Le interviste “territoriali”: un’attualizzazione dello scenario
A completare queste analisi, si sono aggiunte le riflessioni di alcuni esponenti dell’area territoriale limitrofa. Tali riflessioni, sotto forma di interviste, sono utili a non perdere la visione d’insieme dello scenario globale e attuale e a capirne i sentori, le esigenze e gli obiettivi.

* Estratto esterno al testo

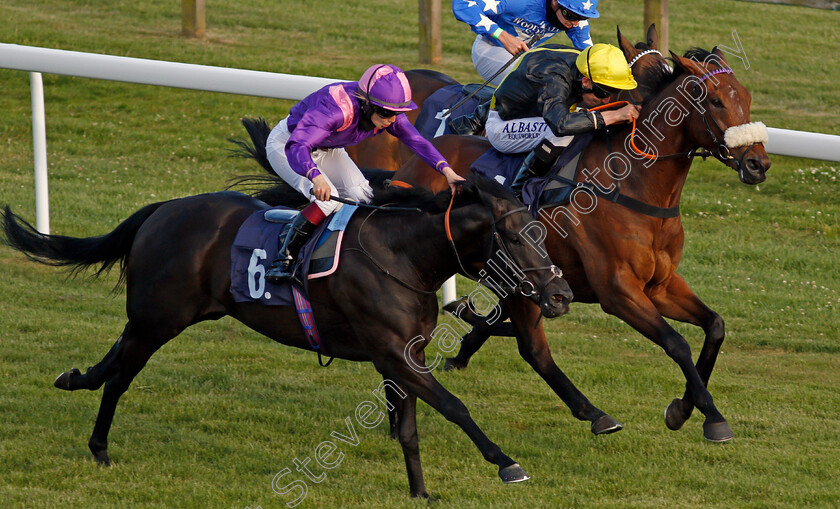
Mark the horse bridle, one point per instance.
(525, 287)
(721, 151)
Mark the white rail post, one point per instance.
(449, 291)
(39, 141)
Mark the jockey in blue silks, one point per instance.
(503, 26)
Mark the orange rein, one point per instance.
(632, 132)
(446, 220)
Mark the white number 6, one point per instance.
(256, 274)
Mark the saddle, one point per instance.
(258, 241)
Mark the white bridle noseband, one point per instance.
(640, 55)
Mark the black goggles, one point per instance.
(600, 93)
(384, 112)
(571, 16)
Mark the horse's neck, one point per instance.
(662, 124)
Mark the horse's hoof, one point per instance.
(451, 364)
(675, 417)
(717, 431)
(605, 425)
(62, 381)
(102, 458)
(461, 309)
(513, 473)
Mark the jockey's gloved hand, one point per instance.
(452, 178)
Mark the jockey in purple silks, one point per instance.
(306, 149)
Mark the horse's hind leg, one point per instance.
(533, 347)
(135, 348)
(678, 302)
(407, 434)
(96, 375)
(628, 302)
(396, 368)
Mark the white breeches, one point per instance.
(342, 174)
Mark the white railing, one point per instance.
(244, 82)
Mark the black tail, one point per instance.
(78, 253)
(258, 130)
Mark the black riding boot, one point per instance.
(536, 164)
(299, 232)
(472, 123)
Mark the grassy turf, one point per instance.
(219, 412)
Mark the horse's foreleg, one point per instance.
(533, 347)
(418, 380)
(407, 434)
(678, 302)
(627, 301)
(482, 329)
(95, 375)
(393, 401)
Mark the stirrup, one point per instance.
(280, 271)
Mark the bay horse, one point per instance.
(387, 153)
(175, 259)
(626, 260)
(461, 152)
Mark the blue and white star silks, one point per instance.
(485, 23)
(491, 5)
(520, 18)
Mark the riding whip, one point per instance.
(533, 40)
(368, 206)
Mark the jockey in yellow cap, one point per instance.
(544, 101)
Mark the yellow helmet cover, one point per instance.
(605, 64)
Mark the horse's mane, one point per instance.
(657, 78)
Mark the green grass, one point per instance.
(220, 411)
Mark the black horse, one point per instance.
(175, 261)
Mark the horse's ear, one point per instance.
(625, 45)
(720, 60)
(686, 65)
(653, 37)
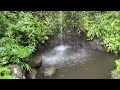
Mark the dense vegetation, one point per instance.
(20, 32)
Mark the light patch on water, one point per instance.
(62, 55)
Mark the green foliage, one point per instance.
(102, 24)
(20, 32)
(115, 74)
(5, 73)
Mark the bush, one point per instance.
(105, 25)
(20, 32)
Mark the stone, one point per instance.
(49, 71)
(16, 71)
(32, 74)
(35, 62)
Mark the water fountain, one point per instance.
(79, 62)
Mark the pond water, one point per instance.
(80, 63)
(74, 59)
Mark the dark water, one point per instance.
(83, 64)
(76, 60)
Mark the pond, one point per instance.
(75, 59)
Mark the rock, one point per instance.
(32, 74)
(49, 71)
(97, 44)
(35, 62)
(16, 71)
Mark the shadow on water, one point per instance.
(76, 60)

Caterina Brancaleoni, responsabile del Servizio Coordinamento politiche europee della Regione Emilia-Romagna, ha dato importanti indicazioni su come muoversi in tema di bandi. Questi infatti, in ottica di PNRR, saranno complessi ma cruciali e portatori di significative occasioni di finanziamento. Nicoletta Tranquillo, co-fondatrice di Kilowatt, ha aperto una finestra su un nuovo welfare capace di intercettare bisogni delle famiglie contemporanee con risposte innovative e flessibili. I tre segretari confederali – Bruna Barberis per CISL, Cristiano Zagatti per CGIL e Massimo Zanirato per UIL – hanno accennato al recentemente sottoscritto “Patto per il lavoro e per il clima” e a una ricerca che Ires Emilia-Romagna ha realizzato sul manifatturiero a Ferrara, ponendo particolare attenzione all’occupazione femminile: “circa l’8,2% delle imprese ha ridotto il personale femminile del 70%; dati Camera di Commercio: il 71% delle imprese della provincia di Ferrara ha fatto ricorso alla Cassa Integrazione; di queste il 15% ha attivato lo smart working e l’8% ha ridotto o ridurrà il personale; 65% di dimissioni volontarie, le cui motivazioni sono legate alla mancanza di welfare adeguato”.
Infine le parole di Laura Calafà, docente di Diritto del Lavoro presso l’Università di Verona, hanno ripreso alcuni concetti fondamentali che devono obbligatoriamente entrare nella relazione di ascolto della politica: costruire alleanze di sapere, imparare a decostruire i luoghi comuni (compresa l’idea di lavoro, che non può essere più quella degli anni Novanta) e discutere di modelli e non solo di misure emergenziali. “Anche le donne devono assumere la determinazione che la loro soggettività, nel costruire pratiche di autonomia, non sia una concessione, così come l’allontanarsi da una dimensione di patriarcato introiettato anche come “luogo comodo”, non sia più solo una constatazione, ma un impegno alla sua messa in discussione e alla sua decostruzione.”